Data is one of the key pillars that supports use of machine intelligence in the chemical sciences and engineering (Dobbelaere et al. 2021). Therefore, it is crucial to have appropriate methods for data acquisition, storage, and handling. It is good practice to follow the FAIR data principles when working with scientific data.
FAIR is the abbreviation of Findability, Accessibility, Interoperability, and Reusability. These four foundational principles should become standard practice for all scientists and engineers that create or use data, irrespective of their research being of a computational or experimental nature. The intent of these principles is to enhance the reusability of data, by both machines and human researchers.

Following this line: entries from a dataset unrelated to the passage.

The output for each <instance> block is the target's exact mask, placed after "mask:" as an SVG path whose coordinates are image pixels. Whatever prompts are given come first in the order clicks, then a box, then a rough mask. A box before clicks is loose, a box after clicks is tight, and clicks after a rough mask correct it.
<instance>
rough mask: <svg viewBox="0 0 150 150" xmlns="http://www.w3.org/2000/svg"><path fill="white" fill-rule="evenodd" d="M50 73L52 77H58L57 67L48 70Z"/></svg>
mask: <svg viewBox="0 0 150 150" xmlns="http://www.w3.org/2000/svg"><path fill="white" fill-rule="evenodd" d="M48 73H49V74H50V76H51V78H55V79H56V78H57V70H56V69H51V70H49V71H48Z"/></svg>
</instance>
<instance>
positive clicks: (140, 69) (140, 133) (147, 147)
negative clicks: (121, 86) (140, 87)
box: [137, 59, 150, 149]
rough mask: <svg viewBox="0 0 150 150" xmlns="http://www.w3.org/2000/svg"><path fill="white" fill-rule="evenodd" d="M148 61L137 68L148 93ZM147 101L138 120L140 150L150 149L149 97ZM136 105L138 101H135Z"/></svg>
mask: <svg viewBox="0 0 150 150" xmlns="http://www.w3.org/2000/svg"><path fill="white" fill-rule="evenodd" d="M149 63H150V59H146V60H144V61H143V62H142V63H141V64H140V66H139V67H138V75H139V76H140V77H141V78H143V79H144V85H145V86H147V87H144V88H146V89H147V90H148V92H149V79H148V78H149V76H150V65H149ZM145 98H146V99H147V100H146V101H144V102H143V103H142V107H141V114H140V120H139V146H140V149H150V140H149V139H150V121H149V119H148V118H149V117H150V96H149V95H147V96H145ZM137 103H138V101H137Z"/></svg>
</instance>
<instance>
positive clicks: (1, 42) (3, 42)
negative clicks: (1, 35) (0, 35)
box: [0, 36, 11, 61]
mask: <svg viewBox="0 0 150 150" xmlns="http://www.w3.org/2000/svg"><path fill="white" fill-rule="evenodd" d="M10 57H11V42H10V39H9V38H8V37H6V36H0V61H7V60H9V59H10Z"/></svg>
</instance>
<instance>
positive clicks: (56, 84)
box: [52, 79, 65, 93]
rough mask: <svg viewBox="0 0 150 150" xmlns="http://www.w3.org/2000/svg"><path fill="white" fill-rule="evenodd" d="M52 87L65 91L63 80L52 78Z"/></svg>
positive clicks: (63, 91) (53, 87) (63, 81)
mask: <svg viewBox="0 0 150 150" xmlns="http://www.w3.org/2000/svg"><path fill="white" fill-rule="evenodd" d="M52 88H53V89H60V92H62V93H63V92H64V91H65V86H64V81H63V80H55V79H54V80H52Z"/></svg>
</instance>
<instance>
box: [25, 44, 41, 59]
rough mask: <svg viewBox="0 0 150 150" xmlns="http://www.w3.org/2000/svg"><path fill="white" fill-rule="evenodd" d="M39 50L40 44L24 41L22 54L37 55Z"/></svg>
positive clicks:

It is a routine job of experimental researchers to note down every step of their research in a laboratory notebook. Even in the 2020s, most of these notebooks are made of paper. Hence, they are not directly machine interpretable. Apart from paper notebooks, spreadsheets (e.g., Microsoft Excel) are another common way to store information about performed data. If these spreadsheets are perfectly tabulated, the data can be interpreted by a machine. Nevertheless, neither paper books nor spreadsheets are ideal in the sense that a lot of data and metadata are lost.
Electronic lab notebooks (ELN) offer a solution that is in agreement with the FAIR data principles (Jablonka et al. 2022). Technically, an ELN is a piece of software that supports planning, description, storage, and management of scientific data. A lot of electronic scientific equipment (e.g. analytical tools) are delivered with commercial software by the producer of the machine. This software then allows the storage of data, data visualisation, and performs tasks such as peak fitting. However, once the license has expired, the data might get lost. Furthermore, collaborators from other institutes not having access to the same software might not be able to see or reuse the data.
The solution is to make use of open-source ELN software. A risk here is that the maintenance of open-source software repositories might be stopped once the project is over and when a researcher changes institutions. However, as of 2024 multiple community-supported open projects exist. In such tools, all data and metadata is stored (Tremouilhac et al. 2017). This means that instead of a user typing variables into a spreadsheet, now all raw data is collected. These raw data types allow for distribution among various users and systems. Visualisation and analysis tools in the ELN software transform the machine data into something that is interpretable by a human.
The use of an ELN allows to store all data without human bias. These data points also include “failed” experiments or “negative” data points, which are undesired or unwanted results. It is, namely, shown earlier that these negative data points offer additional value for AI-based research (Strieth-Kalthoff et al. 2022). Yet, these experimental results are typically discarded and even not recorded since they do not provide added value in a research paper. This practice change for researchers to take full advantage of the capabilities of machine learning.
Machine learning in chemical engineering: strengths, weaknesses, opportunities, and threats: Dobbelaere, M.R., Plehiers, P.P., Van de Vijver, R., Stevens, C.V. and Van Geem, K.M., Engineering 2021, 7, 1201-1211.
Making the collective knowledge of chemistry open and machine actionable: Jablonka, K.M., Patiny, L. and Smit, B., Nat. Chem. 2022, 14, 365-376.
Chemotion ELN: an open source electronic lab notebook for chemists in academia: Tremouilhac, P., Nguyen, A., Huang, Y.C., Kotov, S., Lütjohann, D.S., Hübsch, F., Jung, N. and Bräse, S., J. Cheminform. 2017, 9, 54.
Machine learning for chemical reactivity: the importance of failed experiments: Strieth-Kalthoff, F., Sandfort, F., Kühnemund, M., Schäfer, F.R., Kuchen, H. and Glorius, F., Angew. Chemie Int. Ed. 2022, 61, e202204647.